EASY BONUS: Can the user ask for multiple time periods in the validation sets? E.g. predict the next two years?
HARDER BONUS: Can the user ask to skip some folds? E.g. if they group the data by months, but only do the training and prediction for the first month each year?
8.3.6. Code for rolling OOS testing (v1)¶
The code above works. It lacks some features, and until a classmate codes it up into a nice function, it requires copy-pasting all of the code I wrote, and adjusting it.
As of mid-2022, someone has finally made a function that looks like a promising solution. Here is the documentation for GroupTimeSeriesSplit. However, it’s new and has some quirks.
Here is an illustration of how it divides up the sample. First, I’ll create a simple dataset we can look at. Notice we have several firms in many years.
import pandas as pd
df = pd.DataFrame({'year':[2000,2000,2000,2001,2001,2002,2002,2002,2002,2003,2004,2004,2006],
'firm':[1,2,3,1,2,1,2,3,4,4,4,5,5],
'X': [0,4,5,2,5,7,2,4,4,9,8,9,8],
'y': [0,0,1,1,1,1,0,0,1,1,0,1,0]
})
display(df.T)
0 | 1 | 2 | 3 | 4 | 5 | 6 | 7 | 8 | 9 | 10 | 11 | 12 | |
---|---|---|---|---|---|---|---|---|---|---|---|---|---|
year | 2000 | 2000 | 2000 | 2001 | 2001 | 2002 | 2002 | 2002 | 2002 | 2003 | 2004 | 2004 | 2006 |
firm | 1 | 2 | 3 | 1 | 2 | 1 | 2 | 3 | 4 | 4 | 4 | 5 | 5 |
X | 0 | 4 | 5 | 2 | 5 | 7 | 2 | 4 | 4 | 9 | 8 | 9 | 8 |
y | 0 | 0 | 1 | 1 | 1 | 1 | 0 | 0 | 1 | 1 | 0 | 1 | 0 |
GroupTimeSeriesSplit()
correctly splits up the sample:
from mlxtend.evaluate.time_series import GroupTimeSeriesSplit, plot_splits
cv_args = {'test_size':1, 'n_splits':5,'window_type':'expanding'}
plot_splits(df.X, df.y, df.year, **cv_args)
Using it is easy:
Replace the
cv=
withGroupTimeSeriesSplit()
and the parameters you want.Add
groups=
to cross_validate, and it should be the variable containing the time info.
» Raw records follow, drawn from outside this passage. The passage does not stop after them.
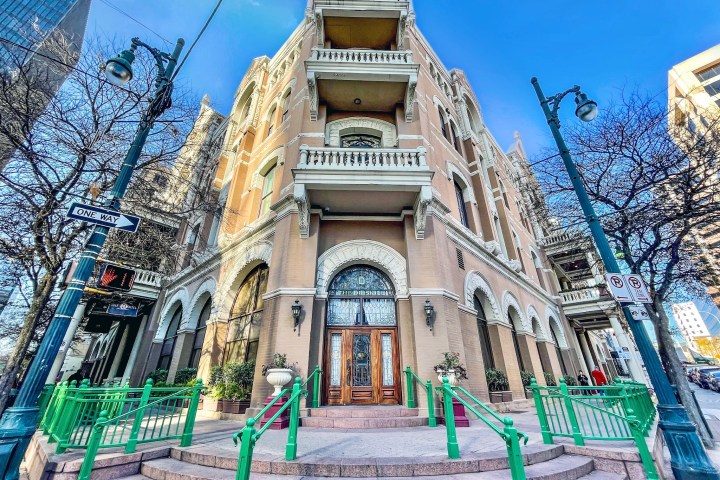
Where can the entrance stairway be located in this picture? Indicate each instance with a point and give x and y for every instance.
(375, 416)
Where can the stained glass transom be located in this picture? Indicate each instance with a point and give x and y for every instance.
(361, 296)
(361, 360)
(386, 342)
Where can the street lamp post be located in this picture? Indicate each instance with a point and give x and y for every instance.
(18, 423)
(687, 455)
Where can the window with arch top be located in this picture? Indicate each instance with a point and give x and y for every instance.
(246, 316)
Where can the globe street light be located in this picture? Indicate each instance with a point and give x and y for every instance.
(688, 458)
(17, 425)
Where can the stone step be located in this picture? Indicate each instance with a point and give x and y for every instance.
(363, 422)
(566, 467)
(314, 465)
(369, 411)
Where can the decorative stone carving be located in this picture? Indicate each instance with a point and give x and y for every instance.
(362, 251)
(303, 202)
(387, 130)
(473, 282)
(420, 215)
(509, 301)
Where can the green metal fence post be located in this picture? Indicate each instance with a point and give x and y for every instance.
(291, 447)
(517, 470)
(410, 387)
(137, 423)
(93, 446)
(316, 387)
(577, 436)
(542, 414)
(247, 444)
(644, 452)
(453, 448)
(192, 413)
(432, 421)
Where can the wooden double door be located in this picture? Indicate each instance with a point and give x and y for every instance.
(362, 366)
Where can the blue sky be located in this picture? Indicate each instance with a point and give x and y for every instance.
(601, 45)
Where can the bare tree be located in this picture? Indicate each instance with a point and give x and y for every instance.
(72, 152)
(653, 184)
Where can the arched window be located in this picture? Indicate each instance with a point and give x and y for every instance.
(286, 106)
(245, 317)
(484, 334)
(516, 343)
(558, 352)
(271, 121)
(443, 127)
(266, 196)
(169, 343)
(199, 337)
(361, 295)
(461, 204)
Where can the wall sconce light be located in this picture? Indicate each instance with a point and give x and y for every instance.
(296, 309)
(429, 310)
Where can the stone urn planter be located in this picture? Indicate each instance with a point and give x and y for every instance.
(278, 378)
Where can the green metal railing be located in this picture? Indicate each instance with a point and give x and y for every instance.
(160, 413)
(510, 435)
(171, 415)
(248, 436)
(616, 412)
(410, 379)
(315, 375)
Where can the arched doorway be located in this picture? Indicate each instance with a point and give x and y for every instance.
(361, 350)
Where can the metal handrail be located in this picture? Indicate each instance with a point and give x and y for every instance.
(409, 375)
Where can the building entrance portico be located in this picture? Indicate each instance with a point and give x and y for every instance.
(361, 350)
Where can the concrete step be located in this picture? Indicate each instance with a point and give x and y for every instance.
(566, 467)
(369, 411)
(360, 422)
(314, 465)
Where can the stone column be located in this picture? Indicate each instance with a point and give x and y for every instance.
(67, 341)
(636, 371)
(134, 352)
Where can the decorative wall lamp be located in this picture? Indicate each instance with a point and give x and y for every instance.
(296, 308)
(429, 310)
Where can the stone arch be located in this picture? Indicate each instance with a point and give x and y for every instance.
(205, 290)
(388, 132)
(511, 304)
(537, 326)
(454, 171)
(244, 261)
(180, 298)
(355, 252)
(551, 318)
(276, 157)
(474, 281)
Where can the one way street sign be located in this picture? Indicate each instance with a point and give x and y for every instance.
(104, 217)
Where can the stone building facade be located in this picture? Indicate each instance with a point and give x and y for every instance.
(359, 180)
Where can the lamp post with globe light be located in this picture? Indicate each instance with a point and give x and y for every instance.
(688, 458)
(18, 423)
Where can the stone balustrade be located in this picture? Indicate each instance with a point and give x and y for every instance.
(362, 158)
(389, 57)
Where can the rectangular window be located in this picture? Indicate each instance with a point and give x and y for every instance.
(267, 191)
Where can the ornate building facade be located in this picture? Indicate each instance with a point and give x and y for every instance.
(360, 181)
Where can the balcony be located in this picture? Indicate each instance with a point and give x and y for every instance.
(338, 181)
(379, 24)
(361, 80)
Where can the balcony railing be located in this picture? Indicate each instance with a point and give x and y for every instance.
(362, 158)
(362, 56)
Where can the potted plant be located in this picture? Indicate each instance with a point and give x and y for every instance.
(451, 368)
(278, 372)
(498, 385)
(526, 377)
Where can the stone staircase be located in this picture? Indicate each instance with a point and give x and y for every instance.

from sklearn.dummy import DummyClassifier
from sklearn.model_selection import cross_validate
from mlxtend.evaluate import GroupTimeSeriesSplit
cv = GroupTimeSeriesSplit(test_size=1,
n_splits=5,
window_type='expanding') # set up fold method
clf = DummyClassifier(strategy="most_frequent") # set up model/estimator
cross_validate(clf,
df.X, df.y,
cv=cv,
groups=df.year,
scoring="accuracy")["test_score"] # for this page, just print results
array([0. , 0.5, 1. , 0.5, 0. ])
8.3.7. Next step: Pipelines¶
The model above
Only uses a few continuous variables: what if we want to include other variable types (like categorical)?
Uses the variables as given: ML algorithms often need you to transform your variables
Doesn’t deal with any data problems (e.g. missing values or outliers)
Doesn’t create any interaction terms or polynomial transformations
Uses every variable I give it: But if your input data had 400 variables, you’d be in danger of overfitting!
At this point, you are capable of solving all of these problems. (For example, you could clean the data in pandas.)
But for our models to be robust to evil monsters like “data leakage”, we need the fixes to be done within pipelines.
- 1
You could do
TimeSeriesSplit()
, but if you have 20 years of daily trading data, there are potentially ~500 possible splits! That will be slow when you evaluate a bunch of models a bunch of times! The procedure above reduces that greatly.